Check the main attributes of these planets. 

1.      Most are comparable to the mass of Jupiter, or larger. 

2.      Their distances from the star are way  under 1 astronomical units.  Almost none are at the distances of 5 – 10 au that we find in our solar system. 

Notice that many of  these planets are about 0.05 astronomical units.  That is about 10 times the radius of the star.  And these seem to be planets like Jupiter!  Let’s look at this in graphical form.

 

 

http://cannon.sfsu.edu/~gmarcy/planetsearch/multi_panel.jpg  

 

This is the lesson we get from these observations.  In all of these solar-like star systems, there are planets, apparently similar to Jupiter and Saturn,  but located far inside the orbit of  Mercury. 

 

Why is this a very surprising discovery? 

 

            To resolve this paradox, we have two choices:

  1. Our ideas about how the planets formed in our solar system are wrong.
  2. The Jovian planets in these solar systems formed far out, as our theories say they should have,  but some process moved them in.  

 

We currently believe it is the second of  these possibilities, and there are a couple of possible processes which could have caused “migration”  of these giant planets.  One of the more compelling is the formation of additional massive planets further out in the early planetary nebula would have “shepherded” the  Jupiter and Saturn-like planets into  the Sun. 

 

            The big question which arises now is the following.  Are these systems with the “hot Jupiters” anomalous (even though there are lots of them now),  or is the solar system anomalous in that the Jupiters never marched through the inner solar system on their way to the Sun? 

 

            One thing that should be emphasized is that the detections to date may be examples of a “selection effect”.  The measurements will find the star systems which have such planets, but would not indicate star systems with “normal” planetary systems. 

 

An Intriguing Suggestion

            These finding have produced a recent intriguing suggestion about the history of terrestrial planet formation in the universe.

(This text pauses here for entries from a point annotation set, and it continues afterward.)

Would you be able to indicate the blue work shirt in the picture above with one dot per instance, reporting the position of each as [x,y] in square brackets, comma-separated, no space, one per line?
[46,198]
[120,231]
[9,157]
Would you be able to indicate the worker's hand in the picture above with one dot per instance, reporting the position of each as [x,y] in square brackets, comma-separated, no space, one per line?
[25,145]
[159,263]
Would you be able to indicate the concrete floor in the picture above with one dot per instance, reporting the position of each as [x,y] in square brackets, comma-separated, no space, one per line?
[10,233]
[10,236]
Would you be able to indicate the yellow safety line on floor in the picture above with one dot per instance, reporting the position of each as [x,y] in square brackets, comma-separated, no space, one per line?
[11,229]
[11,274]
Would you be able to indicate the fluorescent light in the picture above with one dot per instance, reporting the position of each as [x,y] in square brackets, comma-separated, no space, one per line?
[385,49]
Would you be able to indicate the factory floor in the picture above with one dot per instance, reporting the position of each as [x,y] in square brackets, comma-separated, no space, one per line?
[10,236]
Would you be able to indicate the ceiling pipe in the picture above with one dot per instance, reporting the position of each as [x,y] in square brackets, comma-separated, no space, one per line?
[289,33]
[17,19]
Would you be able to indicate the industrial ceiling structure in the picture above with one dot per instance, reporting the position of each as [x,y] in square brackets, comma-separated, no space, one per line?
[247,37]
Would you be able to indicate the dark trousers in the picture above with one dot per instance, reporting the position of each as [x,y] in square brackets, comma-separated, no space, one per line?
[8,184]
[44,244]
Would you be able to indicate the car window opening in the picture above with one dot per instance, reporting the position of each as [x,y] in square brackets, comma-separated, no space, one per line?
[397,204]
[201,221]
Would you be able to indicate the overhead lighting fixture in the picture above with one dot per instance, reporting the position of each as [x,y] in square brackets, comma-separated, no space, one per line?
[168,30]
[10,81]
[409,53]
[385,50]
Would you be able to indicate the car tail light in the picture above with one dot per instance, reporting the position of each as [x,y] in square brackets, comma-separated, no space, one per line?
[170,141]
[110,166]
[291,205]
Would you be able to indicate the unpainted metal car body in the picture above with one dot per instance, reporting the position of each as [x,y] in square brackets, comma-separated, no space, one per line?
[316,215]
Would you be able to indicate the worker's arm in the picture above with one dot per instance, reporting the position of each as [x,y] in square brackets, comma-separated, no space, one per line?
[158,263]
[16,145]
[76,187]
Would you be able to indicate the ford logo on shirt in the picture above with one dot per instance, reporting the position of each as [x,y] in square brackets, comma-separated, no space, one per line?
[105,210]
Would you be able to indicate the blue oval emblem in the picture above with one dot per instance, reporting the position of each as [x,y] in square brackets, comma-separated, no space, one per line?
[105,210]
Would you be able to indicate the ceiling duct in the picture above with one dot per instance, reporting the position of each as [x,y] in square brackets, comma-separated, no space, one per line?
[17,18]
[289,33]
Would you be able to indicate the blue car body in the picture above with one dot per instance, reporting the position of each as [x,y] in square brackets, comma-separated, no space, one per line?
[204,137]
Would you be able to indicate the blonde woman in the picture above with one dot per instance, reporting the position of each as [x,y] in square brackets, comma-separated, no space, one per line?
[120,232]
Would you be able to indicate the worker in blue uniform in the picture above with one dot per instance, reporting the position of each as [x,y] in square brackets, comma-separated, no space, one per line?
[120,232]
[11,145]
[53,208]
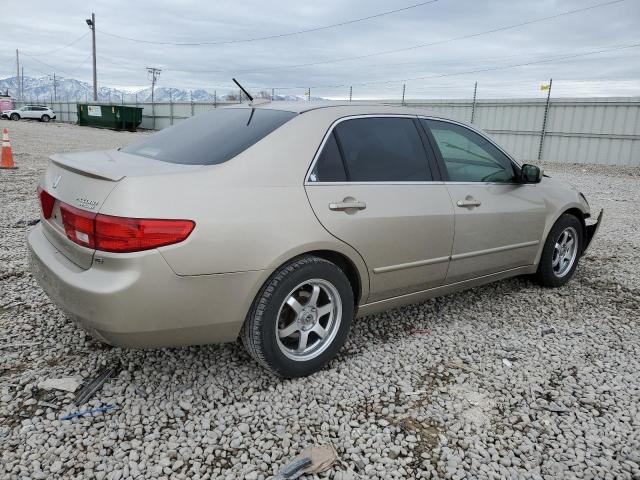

·        As time goes on in the history of the universe, the abundance of heavy elements (oxygen, carbon, nitrogen, iron, etc) increases.  These are the elements which are necessary for the precipitable material that makes up the planetesimals. 

·        Early in the history of the universe,  the abundance of the heavy elements was too low.  The mass of material that could  be precipitated out of the protoplanetary nebula was too small to form planets of the sort we see. 

·        Late in the history of the solar system, the abundance of heavy elements was too high.  There was too much material to precipitate out,  and the large number of planets in the solar systems would have caused migrations of Jovian planets from the outer solar system into the Sun. 

·        As a result, there was an optimum period to form terrestrial planets in stable solar system. 

 

C.H. Linewater estimates that 75 percent of star systems that would form stable terrestrial planets did so before the Sun formed.  Linewater estimates that the average terrestrial planet   in the universe is 1.8 billion years older than the Earth.  If Linewater is correct, the Earth is a latecomer in the universe.  Look out at the night sky and think that it might be filled with Earth-like planets much older than the Earth.  This idea will be of great significance in the next and final topic in this course.